Part of it is nostalgia. Much of my family lives in the Texas countryside, so throughout my childhood, I’d often visit them. Oftentimes, this took place during annual family reunions at the dining hall at the local church or during holidays up at my great-grandparents’ dairy farm. My family in the country is very large, with many, many cousins, aunts, and uncles, with my great-grandparents at the head of the family. Or at least, they were before they passed away. For me, time on the farm filled me with such nostalgia.

I’m not alone in feeling nostalgia for the country life. Agrarianism is a time-honored tradition in many different parts of the world, including America. Some of America’s Founding Fathers, such as Thomas Jefferson and James Madison, believed in a republic of yeoman farmers. These farmers would grow their food on their land and be independent. Thus, they wouldn’t be beholden to the interests of any centralized government. This was the vision of freedom many of the early Americans believed in.

What is it about country living that causes people to romanticize it? It’s the simplistic nature of it. In the country, the complications that come with industrialization and urbanization do not exist. There are no long commutes to work. There are no crowded streets. And most of all, the isolation that seems inherent to large cities does not exist. Despite the independence of the ideal farmer, everyone in a small community like that knows each other. There’s no suspicion, and nobody feels the need to lock their house at night for fear of someone breaking in.

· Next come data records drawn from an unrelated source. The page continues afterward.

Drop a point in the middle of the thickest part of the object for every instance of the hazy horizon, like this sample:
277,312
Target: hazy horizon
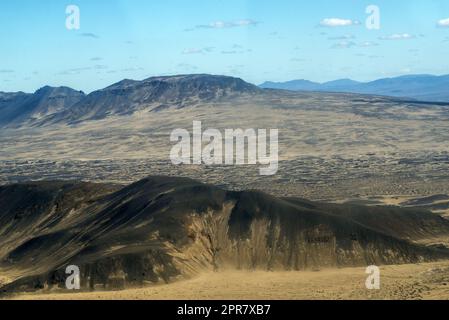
253,40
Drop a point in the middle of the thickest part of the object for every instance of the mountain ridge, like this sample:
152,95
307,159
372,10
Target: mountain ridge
421,87
162,229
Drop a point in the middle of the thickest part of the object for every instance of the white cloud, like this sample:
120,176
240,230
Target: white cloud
344,37
198,50
443,23
228,24
367,44
344,45
337,22
398,36
192,51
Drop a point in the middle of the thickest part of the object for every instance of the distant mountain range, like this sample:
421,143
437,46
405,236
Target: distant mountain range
162,229
50,105
420,87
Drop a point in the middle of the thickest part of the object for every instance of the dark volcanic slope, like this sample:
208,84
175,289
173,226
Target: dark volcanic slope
161,228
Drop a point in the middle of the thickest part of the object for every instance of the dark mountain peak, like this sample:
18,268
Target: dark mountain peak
116,230
128,96
194,82
58,91
421,87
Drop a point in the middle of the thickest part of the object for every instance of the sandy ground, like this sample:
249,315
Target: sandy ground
419,281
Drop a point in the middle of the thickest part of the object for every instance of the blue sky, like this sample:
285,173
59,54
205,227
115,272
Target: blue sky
256,40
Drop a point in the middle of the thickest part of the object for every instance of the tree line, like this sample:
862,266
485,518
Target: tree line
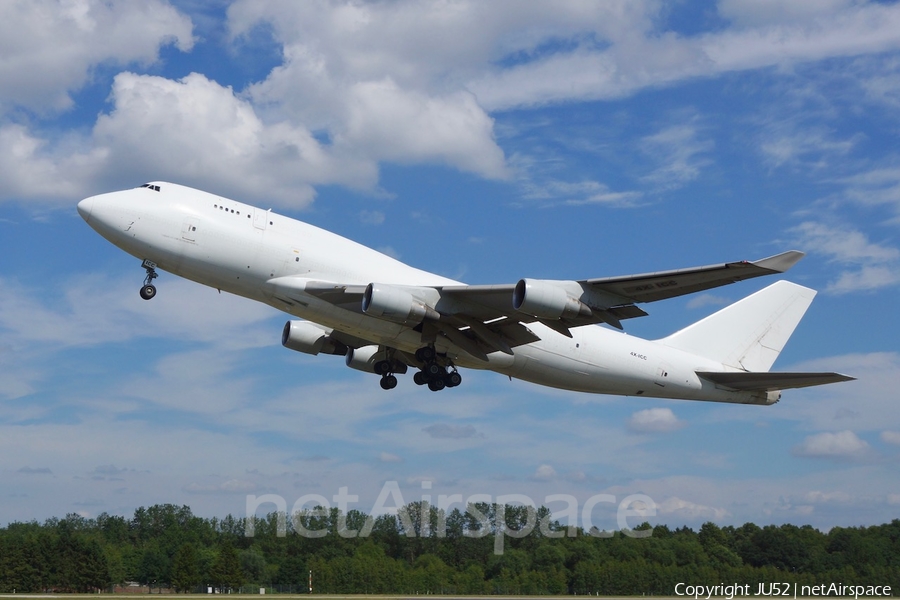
424,550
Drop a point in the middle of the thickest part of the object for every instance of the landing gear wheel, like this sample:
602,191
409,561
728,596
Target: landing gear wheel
148,291
383,367
453,379
426,354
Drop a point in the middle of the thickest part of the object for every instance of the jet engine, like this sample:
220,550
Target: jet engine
548,300
365,358
395,304
303,336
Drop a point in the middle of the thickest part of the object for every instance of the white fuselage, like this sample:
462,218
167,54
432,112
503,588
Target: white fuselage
239,248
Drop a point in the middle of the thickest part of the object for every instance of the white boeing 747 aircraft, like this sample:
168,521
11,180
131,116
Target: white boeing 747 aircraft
385,316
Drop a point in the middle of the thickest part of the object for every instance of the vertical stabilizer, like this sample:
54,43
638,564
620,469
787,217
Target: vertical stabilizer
751,333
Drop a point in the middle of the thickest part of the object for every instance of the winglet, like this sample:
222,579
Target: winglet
780,262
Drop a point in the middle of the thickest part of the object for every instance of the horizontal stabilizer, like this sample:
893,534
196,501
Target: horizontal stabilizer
749,334
767,382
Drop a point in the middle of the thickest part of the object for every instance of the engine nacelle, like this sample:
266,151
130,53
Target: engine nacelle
395,305
364,359
303,336
547,300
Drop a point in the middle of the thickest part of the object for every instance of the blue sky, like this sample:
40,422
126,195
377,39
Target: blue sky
483,141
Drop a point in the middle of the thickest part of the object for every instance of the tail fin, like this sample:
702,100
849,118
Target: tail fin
749,334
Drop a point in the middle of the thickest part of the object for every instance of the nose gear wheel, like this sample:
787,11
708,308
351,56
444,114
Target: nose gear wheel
148,290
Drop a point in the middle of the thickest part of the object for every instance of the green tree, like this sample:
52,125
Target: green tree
225,572
186,568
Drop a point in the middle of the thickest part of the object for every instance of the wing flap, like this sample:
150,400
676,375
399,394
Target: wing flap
767,382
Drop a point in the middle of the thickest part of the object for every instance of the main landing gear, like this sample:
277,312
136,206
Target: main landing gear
148,290
433,374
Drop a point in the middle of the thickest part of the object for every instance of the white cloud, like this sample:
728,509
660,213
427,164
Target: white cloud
654,420
765,12
544,473
685,509
839,445
50,48
891,437
872,265
389,458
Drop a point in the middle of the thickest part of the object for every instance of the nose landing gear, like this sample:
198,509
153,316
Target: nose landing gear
148,290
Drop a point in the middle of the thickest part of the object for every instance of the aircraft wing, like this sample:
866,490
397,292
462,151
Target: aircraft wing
767,382
481,319
612,299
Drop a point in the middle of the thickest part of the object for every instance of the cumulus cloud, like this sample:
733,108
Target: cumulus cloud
839,445
891,437
35,471
231,486
50,48
654,420
685,509
868,265
544,473
364,84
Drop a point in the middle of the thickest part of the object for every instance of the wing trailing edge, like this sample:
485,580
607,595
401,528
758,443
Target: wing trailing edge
767,382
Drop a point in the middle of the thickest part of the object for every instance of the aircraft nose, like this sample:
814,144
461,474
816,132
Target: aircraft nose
85,207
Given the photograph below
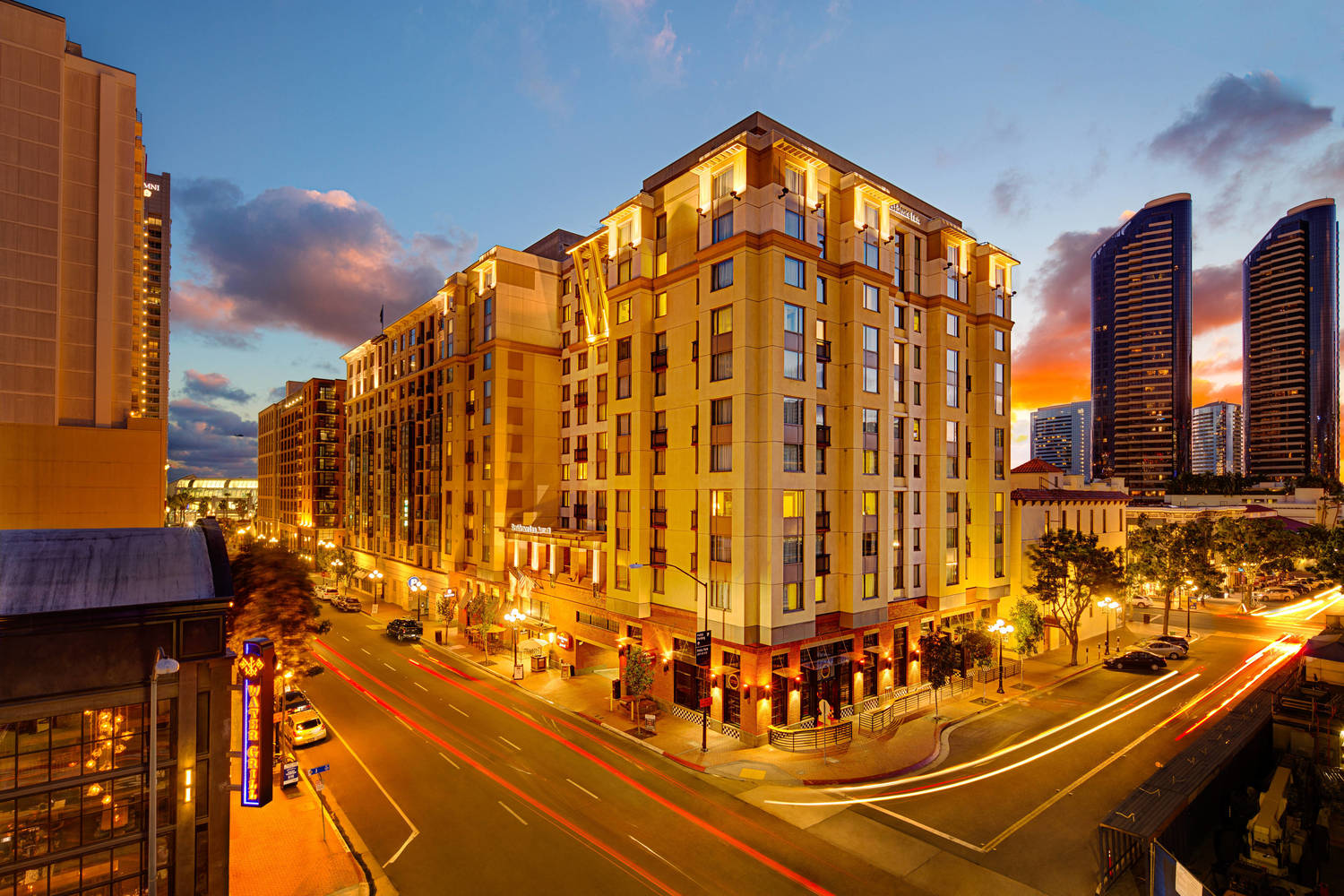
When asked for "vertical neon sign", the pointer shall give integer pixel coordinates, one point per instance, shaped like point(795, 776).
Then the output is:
point(257, 675)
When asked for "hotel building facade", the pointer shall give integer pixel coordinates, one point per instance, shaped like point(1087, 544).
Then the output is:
point(768, 397)
point(301, 465)
point(1290, 375)
point(75, 449)
point(1142, 347)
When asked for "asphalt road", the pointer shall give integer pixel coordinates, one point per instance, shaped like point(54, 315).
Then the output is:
point(460, 783)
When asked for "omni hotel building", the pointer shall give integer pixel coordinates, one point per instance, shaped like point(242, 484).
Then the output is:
point(769, 392)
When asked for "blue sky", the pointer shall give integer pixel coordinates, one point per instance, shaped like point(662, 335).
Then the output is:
point(328, 160)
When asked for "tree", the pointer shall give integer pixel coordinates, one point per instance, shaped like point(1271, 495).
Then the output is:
point(639, 672)
point(937, 661)
point(1253, 546)
point(1072, 570)
point(486, 607)
point(1171, 555)
point(273, 597)
point(1029, 629)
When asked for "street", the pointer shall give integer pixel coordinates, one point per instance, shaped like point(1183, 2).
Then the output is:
point(437, 766)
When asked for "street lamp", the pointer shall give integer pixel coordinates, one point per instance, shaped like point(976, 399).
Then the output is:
point(1003, 630)
point(704, 708)
point(1107, 605)
point(515, 616)
point(163, 667)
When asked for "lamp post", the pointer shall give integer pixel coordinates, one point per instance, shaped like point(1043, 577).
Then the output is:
point(515, 616)
point(1003, 630)
point(1107, 605)
point(163, 667)
point(704, 710)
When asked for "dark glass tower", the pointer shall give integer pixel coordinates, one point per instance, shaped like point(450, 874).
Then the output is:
point(1290, 386)
point(1142, 331)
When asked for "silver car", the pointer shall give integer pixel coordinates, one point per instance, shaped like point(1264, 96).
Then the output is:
point(1163, 649)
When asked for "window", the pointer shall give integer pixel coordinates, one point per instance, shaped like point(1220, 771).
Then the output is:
point(722, 228)
point(720, 274)
point(953, 376)
point(870, 297)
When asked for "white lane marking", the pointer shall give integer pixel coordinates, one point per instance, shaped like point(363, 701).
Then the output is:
point(583, 788)
point(523, 821)
point(379, 785)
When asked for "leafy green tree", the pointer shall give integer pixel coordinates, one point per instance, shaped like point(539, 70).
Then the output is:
point(273, 597)
point(937, 661)
point(1171, 555)
point(1072, 570)
point(1253, 546)
point(484, 606)
point(1029, 627)
point(639, 672)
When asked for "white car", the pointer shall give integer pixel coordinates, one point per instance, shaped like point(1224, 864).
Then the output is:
point(306, 727)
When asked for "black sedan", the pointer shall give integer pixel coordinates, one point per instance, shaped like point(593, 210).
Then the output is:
point(1136, 659)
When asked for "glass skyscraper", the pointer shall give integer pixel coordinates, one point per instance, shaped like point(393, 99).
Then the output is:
point(1142, 343)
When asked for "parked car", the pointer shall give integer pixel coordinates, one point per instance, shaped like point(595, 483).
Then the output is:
point(1163, 649)
point(304, 728)
point(405, 629)
point(347, 603)
point(1137, 659)
point(1172, 638)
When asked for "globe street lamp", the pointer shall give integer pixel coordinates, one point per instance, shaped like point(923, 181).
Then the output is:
point(1107, 605)
point(515, 616)
point(1003, 630)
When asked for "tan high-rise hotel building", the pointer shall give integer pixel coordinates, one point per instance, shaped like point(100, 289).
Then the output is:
point(75, 449)
point(769, 392)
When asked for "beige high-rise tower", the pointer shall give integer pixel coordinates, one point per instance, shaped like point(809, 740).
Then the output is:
point(73, 452)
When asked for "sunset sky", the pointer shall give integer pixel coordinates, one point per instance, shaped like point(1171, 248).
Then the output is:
point(332, 159)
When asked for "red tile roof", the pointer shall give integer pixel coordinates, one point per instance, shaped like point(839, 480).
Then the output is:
point(1037, 465)
point(1069, 495)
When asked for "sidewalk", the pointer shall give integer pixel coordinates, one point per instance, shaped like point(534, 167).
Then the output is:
point(913, 743)
point(280, 848)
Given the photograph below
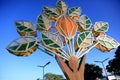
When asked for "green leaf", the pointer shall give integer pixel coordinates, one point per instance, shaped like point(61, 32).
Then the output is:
point(84, 22)
point(50, 11)
point(25, 27)
point(61, 5)
point(49, 42)
point(23, 46)
point(84, 39)
point(75, 11)
point(43, 22)
point(101, 26)
point(107, 41)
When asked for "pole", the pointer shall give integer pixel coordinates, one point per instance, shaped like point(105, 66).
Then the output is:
point(103, 66)
point(43, 73)
point(43, 67)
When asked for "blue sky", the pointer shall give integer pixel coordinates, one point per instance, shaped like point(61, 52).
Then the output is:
point(24, 68)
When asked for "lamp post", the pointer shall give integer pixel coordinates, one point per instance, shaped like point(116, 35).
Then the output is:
point(44, 67)
point(103, 66)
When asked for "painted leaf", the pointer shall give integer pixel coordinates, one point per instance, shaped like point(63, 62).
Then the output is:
point(84, 39)
point(84, 23)
point(74, 12)
point(61, 7)
point(66, 26)
point(50, 42)
point(50, 12)
point(23, 46)
point(101, 27)
point(25, 27)
point(43, 23)
point(106, 43)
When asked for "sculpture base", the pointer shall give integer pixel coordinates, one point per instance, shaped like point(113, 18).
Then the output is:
point(73, 69)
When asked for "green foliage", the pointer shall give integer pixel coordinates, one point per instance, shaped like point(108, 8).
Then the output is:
point(114, 64)
point(101, 26)
point(85, 22)
point(92, 72)
point(49, 42)
point(50, 76)
point(84, 39)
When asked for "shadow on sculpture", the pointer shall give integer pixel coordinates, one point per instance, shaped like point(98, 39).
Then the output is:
point(65, 35)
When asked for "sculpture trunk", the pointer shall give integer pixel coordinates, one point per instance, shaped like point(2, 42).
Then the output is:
point(73, 69)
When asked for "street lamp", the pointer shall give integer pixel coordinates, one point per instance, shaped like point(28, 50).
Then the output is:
point(44, 67)
point(103, 66)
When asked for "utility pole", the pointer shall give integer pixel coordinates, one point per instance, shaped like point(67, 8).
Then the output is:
point(43, 67)
point(103, 66)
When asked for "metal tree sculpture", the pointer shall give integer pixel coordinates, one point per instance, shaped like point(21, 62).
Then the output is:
point(62, 32)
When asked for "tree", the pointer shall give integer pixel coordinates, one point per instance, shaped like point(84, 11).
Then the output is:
point(92, 72)
point(114, 65)
point(69, 39)
point(50, 76)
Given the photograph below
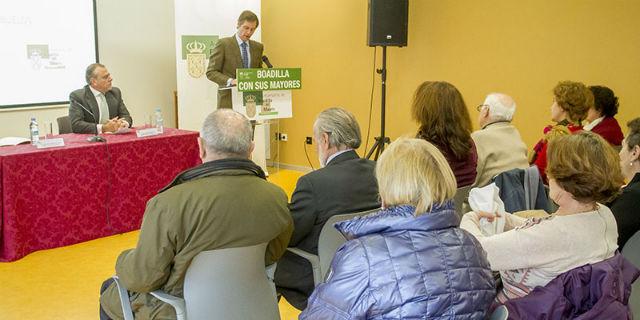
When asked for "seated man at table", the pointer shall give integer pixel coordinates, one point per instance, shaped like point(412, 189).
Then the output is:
point(345, 184)
point(225, 202)
point(98, 107)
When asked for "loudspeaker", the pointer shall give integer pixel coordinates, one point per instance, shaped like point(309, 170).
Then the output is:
point(388, 21)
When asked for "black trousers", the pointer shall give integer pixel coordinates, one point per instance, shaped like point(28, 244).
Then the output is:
point(105, 285)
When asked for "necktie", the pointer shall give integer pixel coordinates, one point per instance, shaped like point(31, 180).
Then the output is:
point(104, 108)
point(245, 55)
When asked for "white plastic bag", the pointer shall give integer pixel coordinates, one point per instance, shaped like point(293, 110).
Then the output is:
point(487, 199)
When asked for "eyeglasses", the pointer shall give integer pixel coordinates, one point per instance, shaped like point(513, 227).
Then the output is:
point(480, 106)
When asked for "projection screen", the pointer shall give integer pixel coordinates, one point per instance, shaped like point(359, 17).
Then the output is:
point(46, 47)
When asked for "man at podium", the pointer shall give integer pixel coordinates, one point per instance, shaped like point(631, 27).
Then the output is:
point(232, 53)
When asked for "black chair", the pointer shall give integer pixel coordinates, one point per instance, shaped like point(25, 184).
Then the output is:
point(329, 242)
point(64, 125)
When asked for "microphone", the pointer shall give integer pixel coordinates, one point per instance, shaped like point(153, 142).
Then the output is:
point(85, 109)
point(266, 61)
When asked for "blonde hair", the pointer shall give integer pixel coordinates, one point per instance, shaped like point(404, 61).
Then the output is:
point(414, 172)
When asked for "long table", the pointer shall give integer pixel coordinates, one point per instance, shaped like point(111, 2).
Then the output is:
point(84, 190)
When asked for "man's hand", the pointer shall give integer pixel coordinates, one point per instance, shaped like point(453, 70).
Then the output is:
point(487, 215)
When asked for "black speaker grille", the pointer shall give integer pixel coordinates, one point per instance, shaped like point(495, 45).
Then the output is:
point(388, 22)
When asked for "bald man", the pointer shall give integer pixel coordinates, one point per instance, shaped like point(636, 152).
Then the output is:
point(499, 145)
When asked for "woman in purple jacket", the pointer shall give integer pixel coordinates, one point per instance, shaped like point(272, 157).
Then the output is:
point(409, 260)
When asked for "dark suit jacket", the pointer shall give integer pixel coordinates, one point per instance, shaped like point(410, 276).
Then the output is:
point(347, 184)
point(84, 113)
point(225, 59)
point(625, 210)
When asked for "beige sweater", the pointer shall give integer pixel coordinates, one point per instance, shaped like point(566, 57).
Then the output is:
point(532, 252)
point(500, 148)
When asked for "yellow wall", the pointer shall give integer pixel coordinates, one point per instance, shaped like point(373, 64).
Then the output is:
point(517, 47)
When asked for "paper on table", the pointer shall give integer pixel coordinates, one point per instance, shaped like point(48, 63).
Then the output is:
point(13, 141)
point(487, 199)
point(120, 131)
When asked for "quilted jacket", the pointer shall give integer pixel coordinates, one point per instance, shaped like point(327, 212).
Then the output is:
point(400, 266)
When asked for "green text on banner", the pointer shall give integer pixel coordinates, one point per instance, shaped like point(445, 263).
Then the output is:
point(269, 79)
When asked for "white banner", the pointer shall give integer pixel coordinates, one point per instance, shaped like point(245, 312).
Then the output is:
point(204, 21)
point(199, 24)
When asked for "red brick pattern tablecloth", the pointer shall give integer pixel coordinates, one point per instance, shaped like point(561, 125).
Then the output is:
point(82, 191)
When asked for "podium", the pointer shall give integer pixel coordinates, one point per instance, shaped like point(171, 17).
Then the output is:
point(263, 95)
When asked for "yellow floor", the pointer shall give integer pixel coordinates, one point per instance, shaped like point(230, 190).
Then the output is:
point(64, 283)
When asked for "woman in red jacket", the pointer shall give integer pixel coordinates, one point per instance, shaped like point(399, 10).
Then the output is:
point(600, 115)
point(571, 100)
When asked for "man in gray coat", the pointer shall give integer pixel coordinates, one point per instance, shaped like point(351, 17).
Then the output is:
point(225, 202)
point(345, 184)
point(232, 53)
point(98, 107)
point(499, 145)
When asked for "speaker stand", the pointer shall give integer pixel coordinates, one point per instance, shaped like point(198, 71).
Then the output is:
point(381, 141)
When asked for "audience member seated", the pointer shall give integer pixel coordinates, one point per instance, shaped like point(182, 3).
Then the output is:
point(600, 115)
point(571, 100)
point(626, 207)
point(409, 260)
point(500, 147)
point(590, 292)
point(345, 184)
point(225, 202)
point(583, 172)
point(444, 121)
point(98, 107)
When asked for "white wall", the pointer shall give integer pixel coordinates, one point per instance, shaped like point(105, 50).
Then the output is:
point(136, 43)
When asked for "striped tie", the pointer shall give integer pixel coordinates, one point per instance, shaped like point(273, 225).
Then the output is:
point(104, 108)
point(245, 55)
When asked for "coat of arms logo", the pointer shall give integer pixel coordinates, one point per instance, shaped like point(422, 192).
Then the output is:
point(195, 58)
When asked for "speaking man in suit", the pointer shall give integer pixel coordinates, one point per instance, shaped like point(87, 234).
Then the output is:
point(98, 107)
point(232, 53)
point(345, 184)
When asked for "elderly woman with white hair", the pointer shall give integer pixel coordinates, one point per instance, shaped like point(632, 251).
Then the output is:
point(498, 142)
point(409, 260)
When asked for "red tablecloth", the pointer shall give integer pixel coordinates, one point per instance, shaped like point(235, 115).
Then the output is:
point(82, 191)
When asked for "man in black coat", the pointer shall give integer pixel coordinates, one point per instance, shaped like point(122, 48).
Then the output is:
point(98, 107)
point(345, 184)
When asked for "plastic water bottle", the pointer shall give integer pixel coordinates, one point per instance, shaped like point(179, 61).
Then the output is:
point(159, 121)
point(34, 131)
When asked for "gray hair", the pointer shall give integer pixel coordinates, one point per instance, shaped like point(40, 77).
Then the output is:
point(91, 69)
point(341, 127)
point(501, 106)
point(228, 133)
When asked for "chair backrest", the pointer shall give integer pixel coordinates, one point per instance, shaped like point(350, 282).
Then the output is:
point(331, 239)
point(230, 284)
point(522, 189)
point(64, 125)
point(462, 195)
point(631, 252)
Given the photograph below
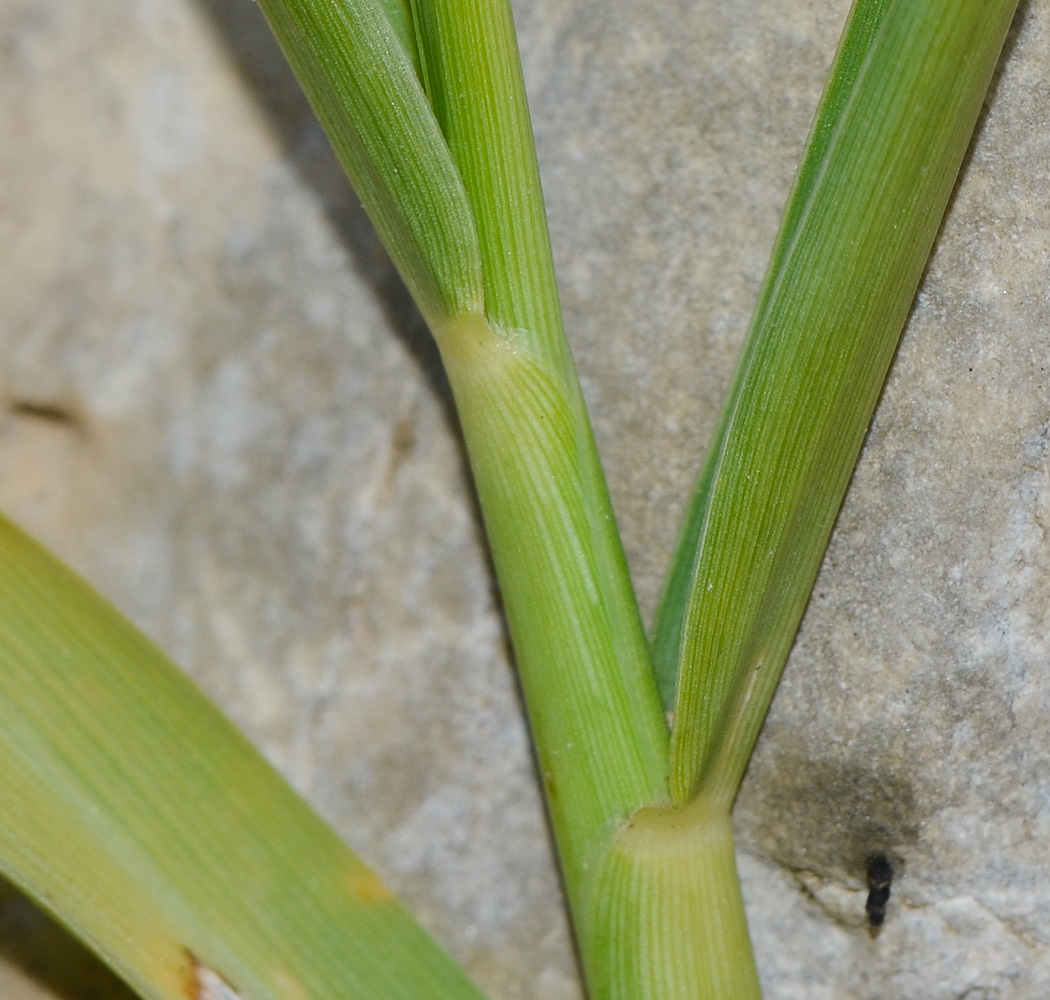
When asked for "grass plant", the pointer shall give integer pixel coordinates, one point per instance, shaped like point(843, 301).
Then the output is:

Agrarians hate urbanization because they find something inherently alienating about city life. Everyone in the city feels atomized from everyone else despite people being packed together like sardines. And all this, for the profit of a few rich businessmen. Everyone feels the dominance of the oligarchical structure of cities. The farmer, by contrast, has a stable place and a concrete sense of belonging. At the same time, the farmer has total independence and self-sufficiency – he grows his food and provides for his family directly through the sweat of his brow. He’s his own man, as it were.

Rural society is, in many ways, the ideal society. The fellowship that you can see in American small towns – the kinds of places where everyone knows everyone else – is second to none. As Thomas Jefferson once wrote, “Those who labor in the earth are the chosen people of God, if ever he had a chosen people, whose breasts he has made his peculiar deposit for substantial and genuine virtue.” Nowhere in the history of mankind has there been moral corruption in the mass of cultivators. Even today, the image of the yeoman farmer is a wholesome one. The secret to this is the tight-knit, high-trust communities such farmers inhabit.

This has been my experience with the country. Rural areas feel “homey” in a way that the suburbs never have, despite having lived in the suburbs my entire life. And maybe one day, that’s where you’ll find me.